Founders’ Park

    Founders’ Park has been regarded as sacred land, because it is the site of many important occurrences
    that have taken place in Mendon’s great history.

    The first meetinghouse was built here in 1668 for the purpose of conducting town meetings and
    worshipping God.  It was built on Joseph White’s lot adjacent to his sawpit.  His property included the land
    between Muddy Brook and Willowbrook. (Drive-in theater to site of former Lowell's Restaurant.) The
    building was twenty-two feet by twenty-two feet. It was the center of life in the new frontier town carved out
    of the wilderness.  It was destroyed by fire in February 1676, during the King Philip War.  A new
    meetinghouse was built here in 1680, after the resettlement of the town.  A third meeting house was built
    in 1690 to accommodate population growth.  This land served as the town’s cornerstone of democracy
    and Puritan theology.

    The new town of Mendon was eight miles square.  It included a significant area of the Blackstone River
    Valley that was gradually resettled due to industrialization. Strategic river locations allowed for new
    occupational opportunities.  Some people chose to give up a life style of farming in order to work at a
    newly constructed mill or factory.  Small outskirt villages grew to become independent towns.  It meant not
    having to travel to Mendon Center to attend town meetings or to worship.  Bellingham, Uxbridge, Upton,
    Milford, Blackstone, Northbridge, Hopedale, and Millville grew away from Mother Mendon to incorporate
    new industrial based economies.  Mendon remained agricultural and was the main source of farm
    produce for the Blackstone Valley.     

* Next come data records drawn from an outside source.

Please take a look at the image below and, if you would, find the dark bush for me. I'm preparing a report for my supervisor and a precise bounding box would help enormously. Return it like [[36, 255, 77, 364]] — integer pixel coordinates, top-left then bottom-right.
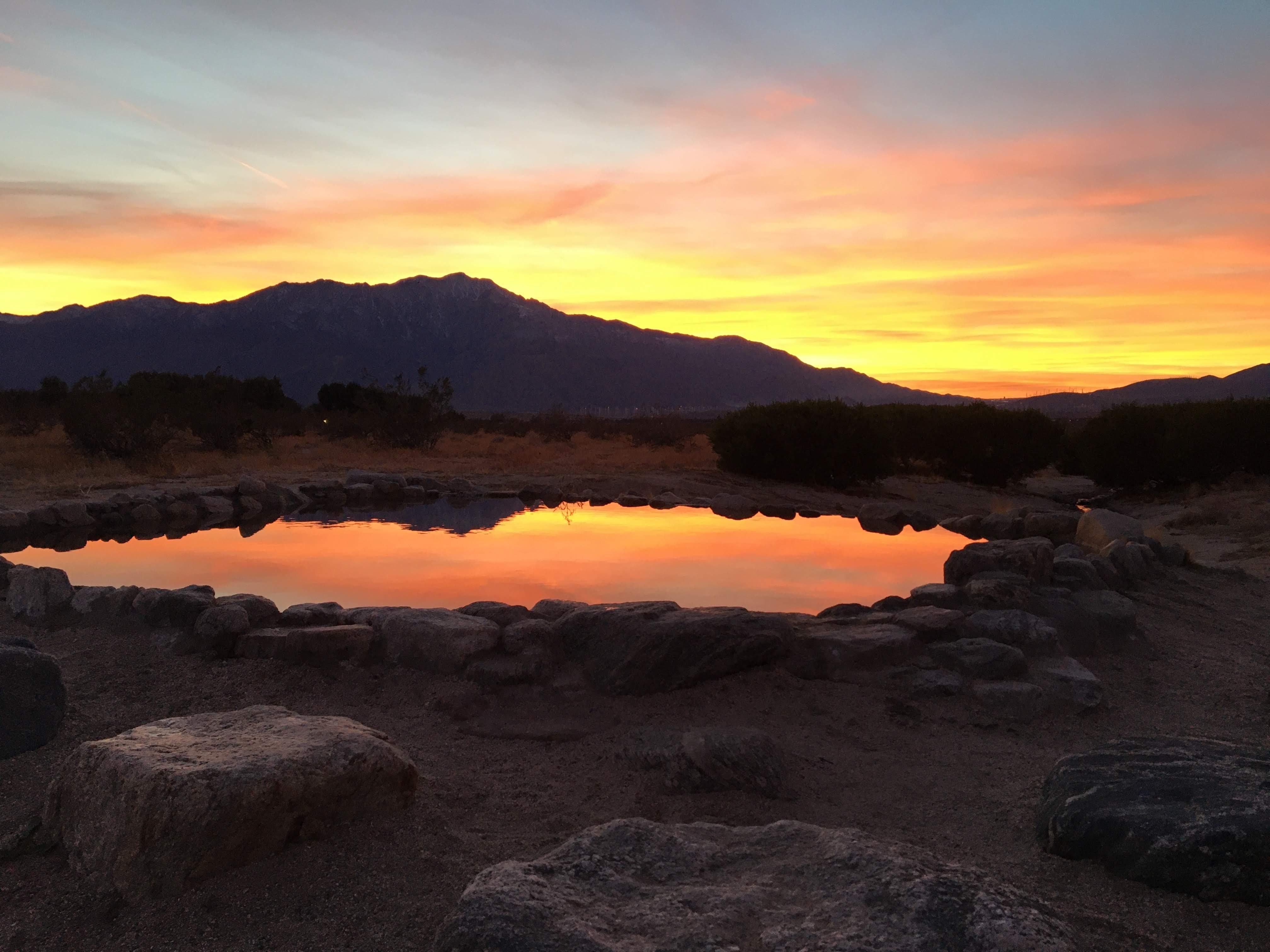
[[710, 400, 1063, 486], [1068, 400, 1270, 487]]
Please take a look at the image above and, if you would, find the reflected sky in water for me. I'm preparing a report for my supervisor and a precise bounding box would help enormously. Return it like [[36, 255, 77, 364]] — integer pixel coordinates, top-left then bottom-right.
[[20, 499, 964, 612]]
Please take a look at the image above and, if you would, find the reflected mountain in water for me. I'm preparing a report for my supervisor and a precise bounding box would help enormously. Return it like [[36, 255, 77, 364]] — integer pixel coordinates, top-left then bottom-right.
[[283, 496, 542, 536]]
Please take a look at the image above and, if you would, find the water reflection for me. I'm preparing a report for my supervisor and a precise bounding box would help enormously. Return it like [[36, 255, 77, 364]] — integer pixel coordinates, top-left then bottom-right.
[[10, 499, 964, 612]]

    One hundred sixty-four brave minutemen from Mendon mustered here on April 19, 1775, in response to
    the alarm of Lexington and Concord.  They marched on Middle Post Road to join the embattled farmers
    who fired the shot heard round the world.  This land served as a cornerstone of our nation’s
    independence.

    Nathaniel Torrey operated a general store on this site in 1831.  It was during a time of Mendon Center’s
    high economic prosperity.  Many of the people who lived in the Village Center were of high professional
    and social status.  The 1820’s through 1830’s were a time considered to be Mendon’s golden age.

    In 1900, the store was used as a boarding house for workmen who constructed the trolley tracks for the
    Milford-Uxbridge Electric Railway.  It was torn down in 1901 in order to create a memorial park to pay
    tribute to the founding families of our town.

    This sacred land became Founders’ Park in 1905 by town meeting vote.